[4.19.126] Sporadic freeze related to mmc
Describe the bug
Hello,
I'm currently debugging a nasty freeze on a CM3+ with a 4.19 kernel using a Yocto build based on meta-raspberrypi. The symptoms are as follows:
- Everything from the ui to all other services of the device lock up.
- No new SSH connections are accepted (but previously existing ones, most of the time, persist)
- Attached USB keyboards do not get recognized (no num lock, but SysRq keys over serial still work!)
- This usually happens within the first few minutes of the device running (most I/O happens there).
- More I/O over a long time range seems to trigger the bug more often (I don't have clear data on this yet), but disabling quite some of our applications make the freeze less likely.
- MemFree & MemAvailable seem to rise in moment of freeze. So not a typical OOM situation.
- If it happens, it often happens in batches, then often stays away for a few days.
After quite some time, I found a kind of workaround to alleviate our situation. Applying this device-tree overlay seems to make the freeze appear far less likely or not at all anymore (not sure yet which of the two applies)
/dts-v1/;
/plugin/;
/ {
compatible = "brcm,bcm2708";
fragment@0 {
target = <&sdhost>;
__overlay__ {
non-removable;
brcm,force-pio;
};
};
};
The non-removable part does not seem to be necessary - I added it because I saw the kernel getting stuck in mmc_rescan often. Since we have a eMMC in the CM3+ we only need to execute it once. Freezes happen also with only non-removable, so the critical part seems to be brcm,force-pio which effectively forces the brcm2538-sdhost driver to not use DMA, but use the slower PIO instead.
Steps to reproduce the behaviour
- Let our proprietary (sorry) system run for some time in a regular I/O board with good power supply.
- Usually you get a freeze within 24 hours.
- No good way was discovered to actually trigger the problem.

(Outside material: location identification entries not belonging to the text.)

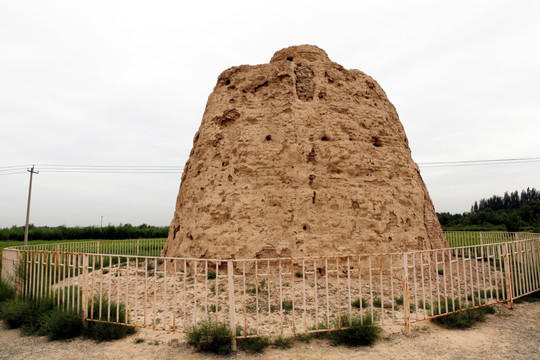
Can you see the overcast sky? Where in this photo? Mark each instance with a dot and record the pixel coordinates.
(125, 83)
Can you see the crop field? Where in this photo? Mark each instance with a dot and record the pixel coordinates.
(129, 246)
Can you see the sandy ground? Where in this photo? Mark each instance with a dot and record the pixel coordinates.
(509, 334)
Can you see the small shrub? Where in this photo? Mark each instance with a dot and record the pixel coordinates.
(254, 345)
(207, 336)
(356, 303)
(361, 333)
(283, 342)
(15, 312)
(59, 325)
(100, 331)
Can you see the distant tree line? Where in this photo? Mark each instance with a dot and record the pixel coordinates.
(127, 231)
(511, 212)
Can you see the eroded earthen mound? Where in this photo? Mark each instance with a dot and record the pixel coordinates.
(300, 157)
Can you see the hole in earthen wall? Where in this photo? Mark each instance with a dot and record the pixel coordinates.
(305, 87)
(312, 155)
(376, 141)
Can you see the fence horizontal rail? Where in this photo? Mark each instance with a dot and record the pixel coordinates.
(128, 282)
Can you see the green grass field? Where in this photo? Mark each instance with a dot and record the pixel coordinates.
(144, 250)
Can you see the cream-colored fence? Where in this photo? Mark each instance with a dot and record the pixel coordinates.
(281, 296)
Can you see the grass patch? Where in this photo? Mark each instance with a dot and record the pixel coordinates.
(254, 345)
(356, 303)
(60, 325)
(306, 338)
(207, 336)
(363, 332)
(460, 320)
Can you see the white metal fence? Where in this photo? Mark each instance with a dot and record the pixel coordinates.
(278, 296)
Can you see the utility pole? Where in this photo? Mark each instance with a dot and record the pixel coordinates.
(32, 172)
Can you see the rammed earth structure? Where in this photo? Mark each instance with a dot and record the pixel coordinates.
(300, 157)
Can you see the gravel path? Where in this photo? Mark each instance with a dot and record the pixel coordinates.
(509, 334)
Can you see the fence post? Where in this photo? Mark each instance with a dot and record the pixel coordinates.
(406, 304)
(481, 246)
(85, 287)
(232, 319)
(508, 277)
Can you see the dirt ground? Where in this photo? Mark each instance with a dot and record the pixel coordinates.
(509, 334)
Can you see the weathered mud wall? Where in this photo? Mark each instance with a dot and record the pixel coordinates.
(300, 157)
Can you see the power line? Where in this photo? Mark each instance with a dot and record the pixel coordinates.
(171, 169)
(479, 162)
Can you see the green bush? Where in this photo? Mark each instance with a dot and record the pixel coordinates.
(254, 345)
(31, 325)
(460, 320)
(361, 333)
(59, 325)
(207, 336)
(15, 312)
(101, 331)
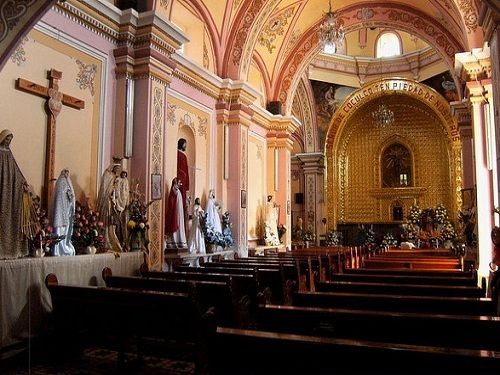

Letting the system run under
stress-ngseems fine.
Device (s)
Raspberry Pi CM3+
System
$ uname -a
Linux hostname 4.19.126-v7 #1 SMP Fri Sep 30 08:06:14 UTC 2022 armv7l GNU/Linux
$ vcgencmd version
Aug 26 2022 14:04:36
Copyright (c) 2012 Broadcom
version 102f1e848393c2112206fadffaaf86db04e98326 (clean) (release) (start)
$ cat /proc/cmdline
8250.nr_uarts=1 bcm2708_fb.fbwidth=480 bcm2708_fb.fbheight=800 bcm2708_fb.fbswap=1 dwc_otg.lpm_enable=0
usbhid.mousepoll=0 vc_mem.mem_base=0x3ec00000 vc_mem.mem_size=0x40000000 cma=512M@128M coherent_pool=6M
fbcon=vc:2-4 logo.nologo quiet video=HDMI-A-1:480x800MR-24@60 ostree=/ostree/boot.1
/poky/2fb5f4d11ab0a08ad01ad2b44fee499ee3d129c276dd0f41184fdc79850e413e/0 ostree_root=/dev/mmcblk0p2
root=/dev/ram0 rw rootwait rootdelay=2 ramdisk_size=8192 panic=1
$ cat config.txt
disable_overscan=1
gpu_mem=128
boot_delay=0
boot_delay_ms=0
disable_splash=1
dispmanx_offline=1
dtparam=i2c1=on
dtparam=i2c_arm=on
enable_uart=1
dtoverlay=vc4-kms-v3d
hdmi_edid_file=1
avoid_warnings=2
mask_gpu_interrupt0=0x400
dtparam=audio=on
Logs
This log was from one of the devices that exhibited the issue. The actual freezed tasks differ a bit from time to time, but the common one is always mmc_rescan.
With device-tree overlay that only has "non-removable" set the log becomes a bit more interesting: There are a lot of tasks and the memory info at the top seems to indicate that there's enough free pages. A bit of swap was used and applications/tasks using it seem to be stuck completely too. Another bunch of tasks are stuck in rpi_firmware_transaction which is interesting since they should not be blocked by MMC.
freeze-with-non-removable-but-without-force-pio.log
Note: The latter log was obtained from a serial connection with SysRq keys.
Additional context
This issue was reported at the meta-raspberrypi repository. It was suggested to report this here. The real question is: why does setting force-pio help? Is it an actual workaround a bug or is it just making the freeze less likely due to slower I/O.